Every time a prospect walks into your store or calls you on the telephone there is an opportunity for you to lead the conversation. Some people may know all about your product or service and therefore need little help from you but the vast majority are looking for information and answers to their questions. People in general don’t want to sound “stupid” so they probably won’t ask you anything. If you ask if you can help them many simply reply that “they are just looking” or alternatively, “where are your x products kept?”
Everyday, people buy products and services that may not meet their needs entirely, sometimes not at all! It is up to you to not let people drift, not to be “rudderless” in the way they purchase from you. Control the conversation to ensure your customer obtains everything they need.

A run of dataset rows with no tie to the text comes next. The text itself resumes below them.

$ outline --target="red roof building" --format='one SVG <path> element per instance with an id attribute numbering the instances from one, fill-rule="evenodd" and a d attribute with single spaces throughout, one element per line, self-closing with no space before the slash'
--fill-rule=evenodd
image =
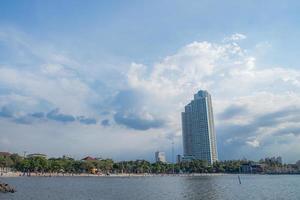
<path id="1" fill-rule="evenodd" d="M 0 152 L 0 156 L 1 157 L 9 157 L 9 156 L 11 156 L 11 153 L 9 153 L 9 152 Z"/>
<path id="2" fill-rule="evenodd" d="M 92 160 L 96 160 L 96 158 L 87 156 L 87 157 L 83 158 L 82 160 L 85 160 L 85 161 L 92 161 Z"/>

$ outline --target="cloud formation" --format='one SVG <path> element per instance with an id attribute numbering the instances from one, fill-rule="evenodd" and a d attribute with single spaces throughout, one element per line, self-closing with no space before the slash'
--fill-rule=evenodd
<path id="1" fill-rule="evenodd" d="M 110 125 L 109 120 L 108 120 L 108 119 L 102 120 L 102 121 L 101 121 L 101 125 L 102 125 L 102 126 L 109 126 L 109 125 Z"/>
<path id="2" fill-rule="evenodd" d="M 235 34 L 232 34 L 231 36 L 229 37 L 226 37 L 224 39 L 224 42 L 230 42 L 230 41 L 239 41 L 239 40 L 244 40 L 246 39 L 247 36 L 244 35 L 244 34 L 241 34 L 241 33 L 235 33 Z"/>
<path id="3" fill-rule="evenodd" d="M 47 118 L 60 122 L 73 122 L 75 118 L 72 115 L 66 115 L 59 113 L 58 109 L 52 110 L 47 113 Z"/>
<path id="4" fill-rule="evenodd" d="M 86 125 L 96 124 L 97 123 L 96 119 L 94 119 L 94 118 L 86 118 L 84 116 L 78 117 L 78 120 L 79 120 L 80 123 L 83 123 L 83 124 L 86 124 Z"/>
<path id="5" fill-rule="evenodd" d="M 1 126 L 0 144 L 4 147 L 25 147 L 8 134 L 18 137 L 20 129 L 12 127 L 17 124 L 36 131 L 32 133 L 36 138 L 37 132 L 42 138 L 60 133 L 59 129 L 69 131 L 60 139 L 70 145 L 65 151 L 75 154 L 80 149 L 92 152 L 85 147 L 90 142 L 94 142 L 89 146 L 94 151 L 107 155 L 118 154 L 120 149 L 136 152 L 138 147 L 143 148 L 143 155 L 157 149 L 168 151 L 171 139 L 181 146 L 184 105 L 195 92 L 206 89 L 213 98 L 221 159 L 280 154 L 294 160 L 294 152 L 300 150 L 296 145 L 300 142 L 300 70 L 262 67 L 239 44 L 247 38 L 243 34 L 215 43 L 191 42 L 153 64 L 133 62 L 122 69 L 88 67 L 19 34 L 0 37 L 16 55 L 15 60 L 26 58 L 21 63 L 8 60 L 0 65 L 0 122 L 7 124 L 5 131 Z M 78 150 L 68 143 L 71 138 Z M 120 146 L 111 150 L 98 144 L 114 144 L 119 138 L 125 144 L 118 143 Z M 39 148 L 35 150 L 46 151 Z M 143 155 L 135 153 L 135 157 Z"/>
<path id="6" fill-rule="evenodd" d="M 290 109 L 299 107 L 300 71 L 262 68 L 255 57 L 236 43 L 246 37 L 230 38 L 224 44 L 193 42 L 153 67 L 133 63 L 128 73 L 130 86 L 151 96 L 157 102 L 155 108 L 173 112 L 174 115 L 164 117 L 174 130 L 176 126 L 180 130 L 176 114 L 183 105 L 197 90 L 206 89 L 213 96 L 221 158 L 267 153 L 290 158 L 291 149 L 277 152 L 273 147 L 279 143 L 277 132 L 289 130 L 294 127 L 292 120 L 300 120 L 295 116 L 297 109 Z"/>
<path id="7" fill-rule="evenodd" d="M 218 115 L 220 119 L 230 119 L 235 116 L 247 113 L 245 106 L 231 105 Z"/>
<path id="8" fill-rule="evenodd" d="M 0 117 L 10 118 L 10 117 L 13 117 L 13 113 L 8 107 L 4 106 L 1 108 Z"/>
<path id="9" fill-rule="evenodd" d="M 150 128 L 162 128 L 163 120 L 142 118 L 134 114 L 116 113 L 114 120 L 118 124 L 127 126 L 137 130 L 148 130 Z"/>
<path id="10" fill-rule="evenodd" d="M 144 91 L 134 88 L 119 91 L 112 104 L 115 111 L 114 121 L 136 130 L 162 128 L 165 122 L 158 117 L 158 113 L 149 110 L 147 95 Z"/>

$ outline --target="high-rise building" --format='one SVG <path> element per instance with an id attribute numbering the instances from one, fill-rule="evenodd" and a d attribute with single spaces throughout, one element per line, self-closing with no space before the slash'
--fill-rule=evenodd
<path id="1" fill-rule="evenodd" d="M 162 152 L 162 151 L 155 152 L 155 161 L 156 162 L 163 162 L 163 163 L 167 162 L 165 152 Z"/>
<path id="2" fill-rule="evenodd" d="M 176 156 L 176 163 L 181 163 L 181 161 L 182 161 L 181 155 L 177 155 Z"/>
<path id="3" fill-rule="evenodd" d="M 218 160 L 211 96 L 200 90 L 185 106 L 182 117 L 184 160 L 197 159 L 209 164 Z"/>

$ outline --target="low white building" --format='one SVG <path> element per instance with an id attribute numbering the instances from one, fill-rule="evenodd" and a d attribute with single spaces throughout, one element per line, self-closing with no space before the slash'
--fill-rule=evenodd
<path id="1" fill-rule="evenodd" d="M 163 162 L 163 163 L 167 162 L 165 152 L 162 152 L 162 151 L 155 152 L 155 161 L 156 162 Z"/>

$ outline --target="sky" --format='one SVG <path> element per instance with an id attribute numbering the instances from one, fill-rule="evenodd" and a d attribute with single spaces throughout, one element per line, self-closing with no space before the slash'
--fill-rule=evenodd
<path id="1" fill-rule="evenodd" d="M 0 1 L 0 151 L 182 154 L 212 95 L 220 160 L 300 159 L 299 1 Z"/>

You will appreciate the benefit if you can recall how you felt when you bought something you had no clue about. How did you feel when you were at cash register and the employee tells you what you have purchased won’t work without some other part? You feel glad that they told you, glad that you don’t have to come back.
So this is not a selfish initiative – sure, it may well increase the average dollar sale, but as we have already said, providing the best solution to the customer will pay you back many times more. This can be as simple as having “no batteries” on Christmas Day. How does that make you feel? Or the fact that laser printers never come with the cable to attach them to your computer?
In practice, finding out what you prospect needs is easy. For example, a parent who is buying a computer games console may know nothing about it so what if you asked them:
Who are you purchasing this for?
What is your budget?
How old are your kids?
What types of games do your kids like the best?
What type of television will you be connecting this to?
Do you want the ability to connect to the internet or other kids?
Use their answers to guide them and watch your business prosper.
Theodore Levitt, father of the “What business are you really in?” concept through his Harvard Business Review article, Marketing Myopia.
“Customers attach value to a product in proportion to its perceived ability to help solve their problems or meet their needs. All else is derivative.”